I’ll level with you, dear reader. If my career in music included playing for (deep breath) Nine Inch Nails, Paramore, Lana Del Rey, Guns N’ Roses, Weezer, 100 gecs, Sting and Bruce bloody Springsteen, I could handle not being the centre of attention. Especially when you account for how that’s only about half of Freese’s career roster and doesn’t even include his highest profile gig to date, which is joining the Foo Fighters as the inheritor of the dearly departed Taylor Hawkins’ drum stool.
That may be a story that doesn’t have the fairy-tale ending it deserves, as has been covered elsewhere, but the man more than deserves recognition. Which makes sense, as you don’t play for that many world-conquering artists without having world-conquering skills to match, and Freese is absolutely the equal of any other sticksman he’s been near. So, who inspires a player like that?

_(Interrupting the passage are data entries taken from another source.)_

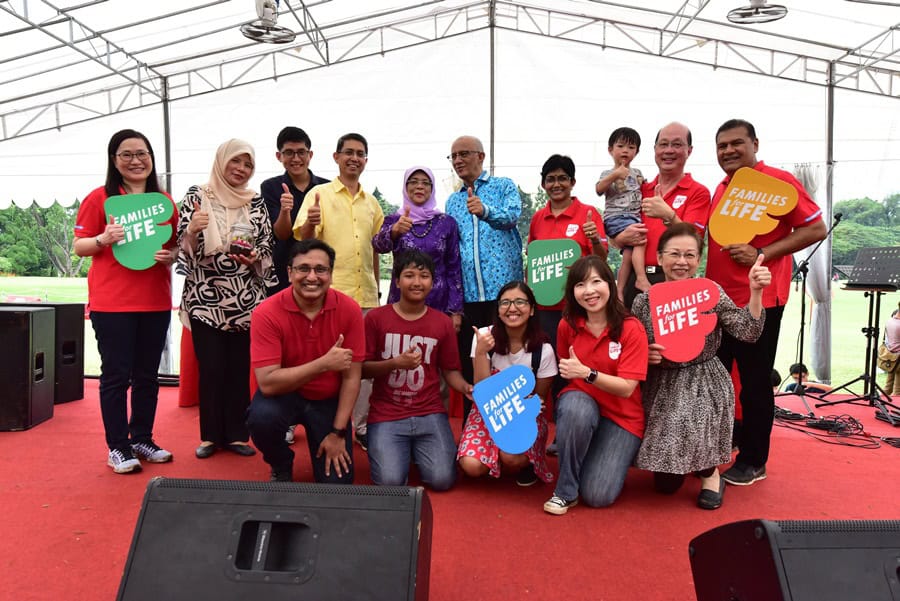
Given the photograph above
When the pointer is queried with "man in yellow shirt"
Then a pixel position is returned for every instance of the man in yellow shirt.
(347, 217)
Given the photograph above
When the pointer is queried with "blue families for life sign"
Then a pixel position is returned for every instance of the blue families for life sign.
(508, 411)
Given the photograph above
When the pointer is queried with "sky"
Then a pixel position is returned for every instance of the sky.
(551, 97)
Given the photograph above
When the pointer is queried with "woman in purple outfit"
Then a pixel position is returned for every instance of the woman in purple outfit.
(418, 225)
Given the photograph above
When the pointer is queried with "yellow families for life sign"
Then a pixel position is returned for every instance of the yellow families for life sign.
(749, 206)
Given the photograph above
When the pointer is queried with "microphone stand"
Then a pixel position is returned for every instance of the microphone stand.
(803, 270)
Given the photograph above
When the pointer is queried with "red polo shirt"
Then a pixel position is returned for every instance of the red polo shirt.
(547, 226)
(688, 198)
(733, 277)
(280, 334)
(626, 358)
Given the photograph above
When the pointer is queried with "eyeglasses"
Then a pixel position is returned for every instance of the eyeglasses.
(127, 155)
(462, 154)
(552, 179)
(518, 302)
(290, 153)
(674, 255)
(305, 269)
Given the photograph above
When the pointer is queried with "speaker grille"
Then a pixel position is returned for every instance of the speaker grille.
(358, 490)
(842, 526)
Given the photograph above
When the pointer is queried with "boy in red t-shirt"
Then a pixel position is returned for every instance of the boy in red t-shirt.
(408, 346)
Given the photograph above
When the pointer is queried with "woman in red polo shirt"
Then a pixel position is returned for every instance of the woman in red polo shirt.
(130, 309)
(600, 418)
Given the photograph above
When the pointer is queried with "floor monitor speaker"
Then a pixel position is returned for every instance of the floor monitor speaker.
(761, 560)
(69, 351)
(246, 541)
(26, 367)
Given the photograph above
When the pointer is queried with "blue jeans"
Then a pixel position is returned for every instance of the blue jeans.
(268, 418)
(130, 346)
(594, 452)
(427, 440)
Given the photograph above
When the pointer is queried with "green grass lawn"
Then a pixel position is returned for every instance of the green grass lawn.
(849, 314)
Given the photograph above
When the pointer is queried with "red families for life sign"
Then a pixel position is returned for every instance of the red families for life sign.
(681, 321)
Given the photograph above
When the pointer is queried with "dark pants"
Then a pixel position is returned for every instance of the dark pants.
(268, 419)
(755, 362)
(479, 315)
(631, 290)
(223, 365)
(130, 346)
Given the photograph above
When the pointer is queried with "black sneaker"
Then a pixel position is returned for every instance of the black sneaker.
(744, 475)
(526, 476)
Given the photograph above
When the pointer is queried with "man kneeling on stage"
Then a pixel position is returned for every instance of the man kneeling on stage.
(307, 344)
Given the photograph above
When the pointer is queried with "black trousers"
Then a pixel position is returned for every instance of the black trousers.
(223, 365)
(755, 361)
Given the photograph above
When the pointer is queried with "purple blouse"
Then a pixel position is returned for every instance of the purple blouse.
(439, 239)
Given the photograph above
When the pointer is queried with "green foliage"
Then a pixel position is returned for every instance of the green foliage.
(38, 242)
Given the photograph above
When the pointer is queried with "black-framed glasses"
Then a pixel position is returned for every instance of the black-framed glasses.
(127, 155)
(290, 153)
(305, 269)
(552, 179)
(415, 183)
(462, 154)
(518, 302)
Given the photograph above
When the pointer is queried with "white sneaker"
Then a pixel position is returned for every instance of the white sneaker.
(151, 452)
(123, 462)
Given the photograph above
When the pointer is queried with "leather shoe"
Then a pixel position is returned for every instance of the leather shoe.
(204, 451)
(241, 449)
(710, 499)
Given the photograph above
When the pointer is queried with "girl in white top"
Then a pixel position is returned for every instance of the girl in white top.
(515, 338)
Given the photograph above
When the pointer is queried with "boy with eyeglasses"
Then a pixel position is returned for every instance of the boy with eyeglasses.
(284, 194)
(307, 344)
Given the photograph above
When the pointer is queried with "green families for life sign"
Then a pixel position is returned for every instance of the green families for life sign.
(144, 217)
(548, 261)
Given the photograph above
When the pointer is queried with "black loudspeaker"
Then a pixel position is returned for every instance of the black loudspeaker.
(760, 560)
(246, 541)
(69, 351)
(26, 367)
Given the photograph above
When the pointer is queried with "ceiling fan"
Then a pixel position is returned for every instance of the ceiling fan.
(759, 11)
(265, 29)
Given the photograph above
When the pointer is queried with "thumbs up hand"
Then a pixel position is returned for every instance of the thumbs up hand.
(473, 203)
(314, 216)
(337, 358)
(287, 199)
(199, 219)
(113, 232)
(572, 368)
(403, 225)
(759, 276)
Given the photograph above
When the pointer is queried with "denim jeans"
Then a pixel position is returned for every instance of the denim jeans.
(594, 452)
(268, 419)
(130, 346)
(427, 440)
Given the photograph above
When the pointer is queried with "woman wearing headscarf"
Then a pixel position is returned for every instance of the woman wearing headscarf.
(419, 225)
(225, 239)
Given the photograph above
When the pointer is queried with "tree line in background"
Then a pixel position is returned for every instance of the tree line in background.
(38, 242)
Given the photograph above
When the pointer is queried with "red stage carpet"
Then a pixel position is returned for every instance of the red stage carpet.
(67, 520)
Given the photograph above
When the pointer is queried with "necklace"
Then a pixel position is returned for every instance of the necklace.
(412, 229)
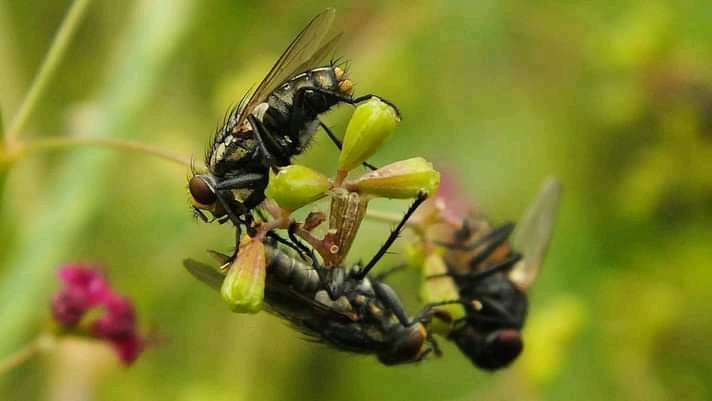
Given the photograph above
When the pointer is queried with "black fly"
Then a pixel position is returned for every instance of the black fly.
(366, 317)
(274, 124)
(493, 280)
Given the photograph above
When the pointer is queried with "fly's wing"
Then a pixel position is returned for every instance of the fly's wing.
(300, 55)
(533, 234)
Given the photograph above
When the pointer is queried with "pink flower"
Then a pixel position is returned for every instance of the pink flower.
(86, 288)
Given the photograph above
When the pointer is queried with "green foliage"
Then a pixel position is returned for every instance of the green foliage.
(614, 98)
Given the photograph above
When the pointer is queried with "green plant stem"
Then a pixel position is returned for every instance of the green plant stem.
(56, 143)
(48, 67)
(42, 343)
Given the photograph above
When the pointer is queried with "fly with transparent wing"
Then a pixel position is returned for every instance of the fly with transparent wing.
(273, 125)
(492, 279)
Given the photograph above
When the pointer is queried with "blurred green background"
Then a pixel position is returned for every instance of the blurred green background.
(615, 98)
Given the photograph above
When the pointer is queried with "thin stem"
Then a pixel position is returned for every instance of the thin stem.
(49, 66)
(383, 217)
(52, 143)
(40, 344)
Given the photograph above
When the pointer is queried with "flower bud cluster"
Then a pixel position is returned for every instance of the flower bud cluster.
(86, 290)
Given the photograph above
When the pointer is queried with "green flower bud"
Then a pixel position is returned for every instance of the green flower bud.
(440, 288)
(244, 285)
(371, 124)
(403, 179)
(295, 186)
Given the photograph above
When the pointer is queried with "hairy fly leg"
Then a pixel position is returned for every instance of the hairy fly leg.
(391, 237)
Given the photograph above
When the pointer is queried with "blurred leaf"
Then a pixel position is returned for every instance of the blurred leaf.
(70, 201)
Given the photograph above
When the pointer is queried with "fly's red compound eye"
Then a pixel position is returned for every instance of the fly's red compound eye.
(201, 191)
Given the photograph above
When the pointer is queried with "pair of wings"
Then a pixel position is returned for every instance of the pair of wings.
(306, 51)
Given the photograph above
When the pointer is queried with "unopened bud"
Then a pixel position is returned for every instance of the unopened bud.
(371, 125)
(403, 179)
(295, 186)
(244, 285)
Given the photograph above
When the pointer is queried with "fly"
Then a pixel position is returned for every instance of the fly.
(493, 280)
(273, 125)
(366, 317)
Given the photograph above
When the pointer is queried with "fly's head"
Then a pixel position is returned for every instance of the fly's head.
(407, 345)
(204, 198)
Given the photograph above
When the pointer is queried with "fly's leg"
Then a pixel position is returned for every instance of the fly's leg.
(391, 302)
(391, 238)
(384, 274)
(278, 238)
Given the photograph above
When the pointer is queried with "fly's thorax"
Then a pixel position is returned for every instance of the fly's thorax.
(291, 271)
(325, 78)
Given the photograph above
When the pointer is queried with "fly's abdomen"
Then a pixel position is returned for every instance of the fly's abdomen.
(291, 272)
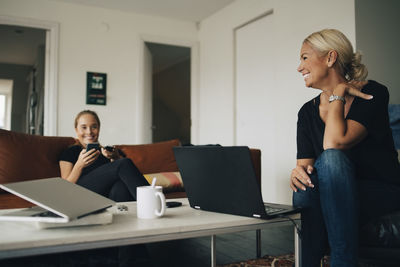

Which drummers inspired Josh Freese?
As you can imagine, a talent like his was captivated by the best of the best from a very early age. We know this for sure thanks to an interview Freese gave to Drum! magazine, where he detailed his top five drummers. With a charming amount of unaffected enthusiasm, Freese talked through the great sticksmen of his lifetime, beginning by marking himself out as the envy of jazzheads everywhere by saying he saw Buddy Rich multiple times when he was “very, very young”.
One assumes that would change any young drum obsessive for life, but for Freese, it was just number one on his list. He also talks about being a die-hard fan of Alex Van Halen as a youngster, which is actually pretty heartwarming, since Alex’s brother, Eddie, tended to grab the headlines in their band. Steve Gadd and the incomparable Vinnie Colaiuta also get namechecked on his list, but two seemed to stand out above all.
Frank Zappa and Missing Persons legend, Terry Bozzio, are two names Josh Freese saves the greatest amounts of praise for. Additionally, he went into great detail about how seeing Bozzio play “blew me away and set me on a path that I’m still continuing on. He was totally aggressive, yet played with a finesse and musicality that I’d never seen or heard before. It had a profound effect on me and changed me forever.”
The last thing he has to say on Bozzio’s drumming is something that I’m sure more than a few budding drummers have felt when watching Josh Freese himself at work: “I would not be the drummer I am today had I not discovered Terry Bozzio when I was 11.”